Member-only story
Feature Engineering of DateTime Variables for Data Science, Machine Learning
Learn how to make more meaningful features from DateTime type variables to be used by Machine Learning Models

INTRODUCTION
DateTime fields require Feature Engineering to turn them from data to insightful information that can be used by our Machine Learning Models. This post is divided into 3 parts and a Bonus section towards the end, we will use a combination of inbuilt pandas and NumPy functions as well as our functions to extract useful features.
- Part 1 — Extract Date / Time Components
- Part 2 — Create Boolean Flags
- Part 3 — Calculate Date / Time Differences
- Bonus — Feature Engineering in 2 lines of code using
fast_ml
BACKGROUND
Whenever I have worked on e-commerce related data, in some way or the other dataset contains DateTime columns.

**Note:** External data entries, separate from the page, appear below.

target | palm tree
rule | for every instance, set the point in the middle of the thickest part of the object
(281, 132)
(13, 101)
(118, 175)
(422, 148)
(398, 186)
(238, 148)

- User registration date-time
- User login date-time
- Transaction date-time
- Disputed transaction date-time
- … and many more
At the outset, this date field gives us nothing more than a specific point on a timeline. But these DateTime fields are potential treasure troves of data. These fields are immensely powerful ‘if used rightly’ for uncovering patterns.
As a Data Scientist, your job is to bring the insight to the table, and for that, you are required to ask the right questions. For Ex.
- Ques 1 — When do you see most carts getting created?
- Ques 2 — When do you see most carts getting abandoned?
- Ques 3 — When do you see the most fraudulent transactions?
- Ques 4 — When do the maximum users subscribe?
- Ques 5 — When are certain items purchased most often?
- Ques 6 — After how many days/hours after registration user makes the first order?
- Ques 7 — After how many days of inactivity customer never returns to your site?
- … etc